Google Says It'll Scrape Everything You Post Online for AI

misk ( @misk@lemm.ee ) · 1 year ago

Google Says It'll Scrape Everything You Post Online for AI

millie ( @millie@beehaw.org ) · 1 year ago

Crazy that Google feeds on all our data and has for years, but when OpenAI puts the benefit of that data back into the hands of users it catches flack.

Rentlar ( @Rentlar@beehaw.org ) · 1 year ago

Perhaps we lived in blissful ignorance all this time. Before AI Language Learning models they are today, Google Translate was most of what the data was going to and it was mainly about getting an adequate translation. Now it’s being used to answer questions on all different subjects using parts of real people’s answers, which could be more frightening to people.

shanghaibebop ( @shanghaibebop@beehaw.org ) · edit-2 1 year ago

I think it’s a problem of value capture.

People had no problem posting on reddit and wasting tons of hours helping strangers solve their problems. But now that reddit puts that information behind a paywall, people will have massive issues with that.

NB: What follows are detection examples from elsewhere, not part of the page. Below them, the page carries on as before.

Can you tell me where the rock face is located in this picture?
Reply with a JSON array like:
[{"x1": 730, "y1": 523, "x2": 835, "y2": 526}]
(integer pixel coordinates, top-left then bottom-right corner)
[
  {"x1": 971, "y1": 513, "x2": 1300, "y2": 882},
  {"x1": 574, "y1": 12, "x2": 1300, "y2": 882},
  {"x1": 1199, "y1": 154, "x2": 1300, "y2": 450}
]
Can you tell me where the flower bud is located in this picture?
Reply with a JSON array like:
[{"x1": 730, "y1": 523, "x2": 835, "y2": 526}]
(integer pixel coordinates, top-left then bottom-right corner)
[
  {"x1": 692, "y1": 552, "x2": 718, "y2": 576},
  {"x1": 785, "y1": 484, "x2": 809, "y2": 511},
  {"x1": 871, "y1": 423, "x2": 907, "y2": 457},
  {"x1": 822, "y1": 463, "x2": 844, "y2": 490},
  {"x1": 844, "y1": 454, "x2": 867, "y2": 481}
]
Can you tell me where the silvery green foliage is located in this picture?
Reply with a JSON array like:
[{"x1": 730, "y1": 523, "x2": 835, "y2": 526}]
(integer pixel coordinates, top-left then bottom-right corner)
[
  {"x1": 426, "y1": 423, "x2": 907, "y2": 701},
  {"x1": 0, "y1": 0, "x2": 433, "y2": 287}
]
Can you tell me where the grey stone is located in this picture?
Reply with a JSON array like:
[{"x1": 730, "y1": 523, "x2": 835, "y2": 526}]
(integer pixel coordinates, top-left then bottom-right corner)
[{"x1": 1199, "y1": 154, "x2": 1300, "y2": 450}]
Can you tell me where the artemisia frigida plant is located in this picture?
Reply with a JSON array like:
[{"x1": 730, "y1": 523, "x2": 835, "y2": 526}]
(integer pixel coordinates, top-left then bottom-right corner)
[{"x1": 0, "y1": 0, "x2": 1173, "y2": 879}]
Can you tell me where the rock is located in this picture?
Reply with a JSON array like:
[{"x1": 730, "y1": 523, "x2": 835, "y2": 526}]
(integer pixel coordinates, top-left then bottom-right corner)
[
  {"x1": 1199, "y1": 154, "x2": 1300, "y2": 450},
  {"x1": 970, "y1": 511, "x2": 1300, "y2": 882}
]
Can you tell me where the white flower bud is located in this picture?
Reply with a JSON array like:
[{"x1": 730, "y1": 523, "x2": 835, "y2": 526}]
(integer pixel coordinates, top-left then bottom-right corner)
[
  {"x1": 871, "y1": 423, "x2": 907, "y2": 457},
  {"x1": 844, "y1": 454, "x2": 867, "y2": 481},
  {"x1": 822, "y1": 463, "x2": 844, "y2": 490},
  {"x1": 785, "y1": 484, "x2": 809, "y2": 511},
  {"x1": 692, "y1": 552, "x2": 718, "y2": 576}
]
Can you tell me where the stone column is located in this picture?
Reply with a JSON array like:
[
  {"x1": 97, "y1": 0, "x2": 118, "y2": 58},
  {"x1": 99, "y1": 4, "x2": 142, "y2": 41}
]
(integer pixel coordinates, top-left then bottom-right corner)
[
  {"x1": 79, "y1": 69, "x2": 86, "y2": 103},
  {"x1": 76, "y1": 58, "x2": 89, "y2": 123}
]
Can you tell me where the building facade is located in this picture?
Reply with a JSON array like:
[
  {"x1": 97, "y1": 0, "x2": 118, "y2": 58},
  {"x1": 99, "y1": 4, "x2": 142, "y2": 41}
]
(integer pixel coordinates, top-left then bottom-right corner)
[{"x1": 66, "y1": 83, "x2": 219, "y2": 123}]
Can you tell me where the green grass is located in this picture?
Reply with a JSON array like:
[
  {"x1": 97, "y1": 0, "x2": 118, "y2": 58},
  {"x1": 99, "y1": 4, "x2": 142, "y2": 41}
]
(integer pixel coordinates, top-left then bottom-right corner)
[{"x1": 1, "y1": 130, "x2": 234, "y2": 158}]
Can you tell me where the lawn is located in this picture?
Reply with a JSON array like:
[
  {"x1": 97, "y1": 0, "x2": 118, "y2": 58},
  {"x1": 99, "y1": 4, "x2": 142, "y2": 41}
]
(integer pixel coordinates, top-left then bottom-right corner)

Similarly, google scrapped data, but didn’t APPEAR (and i can’t emphasize that enough) to use that data to deliver value that cannot be shared by the people who created that data. Most of the time your value is aligned so that you give up your “data” to google so that google can either provide you with better traffic through its search engine, or better ads to generate revenue for you.

OpenAI does not benefit the original publisher of that information what so ever.

millie ( @millie@beehaw.org ) · 1 year ago

I don’t know about that. When’s the last time you looked something up on Google and the first link was driving traffic to a website rather than scraping one and present it in-engine?